Ammonium nitrate is a white crystalline salt that can be fairly cheaply produced from ammonia and nitric acid. It is soluble and often used as fertilizer, as nitrogen is needed for healthy plant development.
Ammonium nitrate in its pure form is not dangerous. It is, however, heat sensitive. At 32.2 degrees Celsius (89.96 degrees Fahrenheit), ammonium nitrate changes its atomic structure, which in turn changes its chemical properties.
When large quantities of ammonium nitrate are stored in one place, heat is generated. If the amount is sufficiently vast, it can cause the chemical to ignite. Once a temperature of 170 C is reached, ammonium nitrate starts breaking down, emitting nitrous oxide, better known as laughing gas. Any sudden ignition causes ammonium nitrate to decompose directly into water, nitrogen and oxygen, which explains the enormous explosive power of the salt.
Deadly disasters
As ammonium nitrate is a highly explosive chemical, many countries strictly regulate its use.
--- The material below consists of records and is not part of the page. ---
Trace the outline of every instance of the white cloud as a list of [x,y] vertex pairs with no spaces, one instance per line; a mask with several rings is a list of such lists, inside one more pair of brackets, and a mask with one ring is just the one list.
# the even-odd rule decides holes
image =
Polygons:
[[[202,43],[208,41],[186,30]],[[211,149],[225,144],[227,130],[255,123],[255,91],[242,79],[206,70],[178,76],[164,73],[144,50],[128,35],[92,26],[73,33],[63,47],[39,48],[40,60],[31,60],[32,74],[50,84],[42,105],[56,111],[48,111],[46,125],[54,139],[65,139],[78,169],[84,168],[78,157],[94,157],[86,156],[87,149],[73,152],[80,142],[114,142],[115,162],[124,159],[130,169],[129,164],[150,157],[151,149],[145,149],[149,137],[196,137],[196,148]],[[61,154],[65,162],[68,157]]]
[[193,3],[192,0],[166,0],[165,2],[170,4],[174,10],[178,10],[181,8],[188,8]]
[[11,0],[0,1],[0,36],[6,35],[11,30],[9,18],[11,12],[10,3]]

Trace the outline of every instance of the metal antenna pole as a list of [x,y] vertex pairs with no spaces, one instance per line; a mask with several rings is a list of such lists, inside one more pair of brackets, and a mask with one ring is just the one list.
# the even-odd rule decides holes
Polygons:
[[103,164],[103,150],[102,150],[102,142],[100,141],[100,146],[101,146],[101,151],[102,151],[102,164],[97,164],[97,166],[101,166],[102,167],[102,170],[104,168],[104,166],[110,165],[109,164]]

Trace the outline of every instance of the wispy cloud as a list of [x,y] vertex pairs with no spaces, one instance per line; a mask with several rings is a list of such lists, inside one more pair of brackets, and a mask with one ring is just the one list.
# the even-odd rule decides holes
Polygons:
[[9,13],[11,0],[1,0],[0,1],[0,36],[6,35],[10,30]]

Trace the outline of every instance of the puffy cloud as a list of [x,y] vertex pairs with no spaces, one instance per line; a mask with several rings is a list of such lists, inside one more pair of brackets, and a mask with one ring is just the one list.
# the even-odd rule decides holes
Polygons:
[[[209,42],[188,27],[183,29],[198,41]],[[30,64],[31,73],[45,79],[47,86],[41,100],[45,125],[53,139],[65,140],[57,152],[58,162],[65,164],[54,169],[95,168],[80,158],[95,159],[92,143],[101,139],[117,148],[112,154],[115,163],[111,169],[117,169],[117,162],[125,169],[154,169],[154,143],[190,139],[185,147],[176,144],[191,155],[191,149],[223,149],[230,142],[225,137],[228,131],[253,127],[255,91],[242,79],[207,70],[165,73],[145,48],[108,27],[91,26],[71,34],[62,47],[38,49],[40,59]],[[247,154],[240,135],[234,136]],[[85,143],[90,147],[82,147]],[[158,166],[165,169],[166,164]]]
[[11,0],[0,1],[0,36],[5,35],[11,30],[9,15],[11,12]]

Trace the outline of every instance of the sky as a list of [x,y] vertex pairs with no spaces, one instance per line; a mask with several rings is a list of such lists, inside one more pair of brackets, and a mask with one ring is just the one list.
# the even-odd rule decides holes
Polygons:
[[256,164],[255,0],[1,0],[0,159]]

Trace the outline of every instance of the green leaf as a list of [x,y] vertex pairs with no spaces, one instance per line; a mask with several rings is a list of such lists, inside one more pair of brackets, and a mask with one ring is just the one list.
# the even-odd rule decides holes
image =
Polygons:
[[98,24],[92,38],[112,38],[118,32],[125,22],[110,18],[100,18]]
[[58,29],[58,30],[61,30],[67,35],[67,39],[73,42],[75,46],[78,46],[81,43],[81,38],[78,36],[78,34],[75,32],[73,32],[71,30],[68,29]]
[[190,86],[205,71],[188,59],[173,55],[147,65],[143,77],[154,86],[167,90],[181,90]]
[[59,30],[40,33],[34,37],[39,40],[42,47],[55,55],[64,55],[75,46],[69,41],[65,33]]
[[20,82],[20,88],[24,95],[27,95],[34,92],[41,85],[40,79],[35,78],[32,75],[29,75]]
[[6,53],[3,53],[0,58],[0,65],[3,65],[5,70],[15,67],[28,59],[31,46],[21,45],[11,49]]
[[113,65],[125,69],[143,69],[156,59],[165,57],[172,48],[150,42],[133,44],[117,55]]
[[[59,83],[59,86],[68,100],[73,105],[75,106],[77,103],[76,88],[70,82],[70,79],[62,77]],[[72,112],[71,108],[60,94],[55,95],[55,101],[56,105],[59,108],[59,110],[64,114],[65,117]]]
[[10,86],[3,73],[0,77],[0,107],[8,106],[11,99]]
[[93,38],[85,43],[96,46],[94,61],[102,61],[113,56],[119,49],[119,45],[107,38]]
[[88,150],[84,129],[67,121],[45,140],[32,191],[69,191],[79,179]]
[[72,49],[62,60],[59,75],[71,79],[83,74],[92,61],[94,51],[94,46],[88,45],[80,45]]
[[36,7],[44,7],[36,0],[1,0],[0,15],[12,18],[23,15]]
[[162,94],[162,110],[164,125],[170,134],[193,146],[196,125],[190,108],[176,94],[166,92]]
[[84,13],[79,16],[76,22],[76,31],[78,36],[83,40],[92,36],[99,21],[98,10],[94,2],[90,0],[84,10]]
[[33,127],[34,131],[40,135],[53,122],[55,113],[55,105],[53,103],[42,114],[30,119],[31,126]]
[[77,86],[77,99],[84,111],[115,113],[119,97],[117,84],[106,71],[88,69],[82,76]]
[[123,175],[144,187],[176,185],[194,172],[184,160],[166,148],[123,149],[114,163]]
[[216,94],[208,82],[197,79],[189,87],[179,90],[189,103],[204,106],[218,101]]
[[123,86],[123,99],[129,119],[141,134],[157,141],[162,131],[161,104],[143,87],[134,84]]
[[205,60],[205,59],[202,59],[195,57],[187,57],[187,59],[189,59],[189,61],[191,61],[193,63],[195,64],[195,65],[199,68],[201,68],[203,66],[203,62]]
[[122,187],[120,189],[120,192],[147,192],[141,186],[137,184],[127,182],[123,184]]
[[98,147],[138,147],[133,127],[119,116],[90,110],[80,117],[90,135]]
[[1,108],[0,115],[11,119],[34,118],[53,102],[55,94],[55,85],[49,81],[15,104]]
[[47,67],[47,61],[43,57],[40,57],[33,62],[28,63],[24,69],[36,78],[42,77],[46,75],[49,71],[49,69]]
Over the past 100 years, there have been several disasters involving the chemical.
In 1921, for example, a massive blast occurred at a BASF chemical plant in Ludwigshafen in the German state of Rhineland-Palatinate. About 400 metric tons of a mixture of ammonium sulfate and ammonium nitrate exploded, killing 559 people and injuring 1,977. The plant was largely destroyed in the blast, which could be heard as far away as Munich, some 300 kilometers distant.
In 2015, explosions caused by ammonium nitrate ripped through the Chinese port city of Tianjin. Eight hundred metric tons of the chemical were said to have been stored along with other substances in a warehouse for hazardous materials. The blasts killed 173 people and destroyed an entire city district.
Two years earlier, in 2013, an ammonium nitrate explosion occurred at the West Fertilizer Company site in the US state of Texas, killing 14 people. And in 2001, 31 people died in Toulouse, France, in an explosion caused by the chemical.
Terrorist favorite
In Germany, the purchase and use of ammonium nitrate is regulated by the explosives act. This is because the cheap, highly explosive and relatively easily obtainable material has in the past been used by terrorists to carry out attacks.
For example, in 1995, US conspiracy theorist and gun enthusiast Timothy McVeigh used a mixture of ammonium nitrate and other substances to bomb the Alfred P. Murrah Federal Building in Oklahoma City. Norwegian far-right extremist Anders Behring Breivik also used ammonium nitrate in a car bomb attack in Oslo in 2011.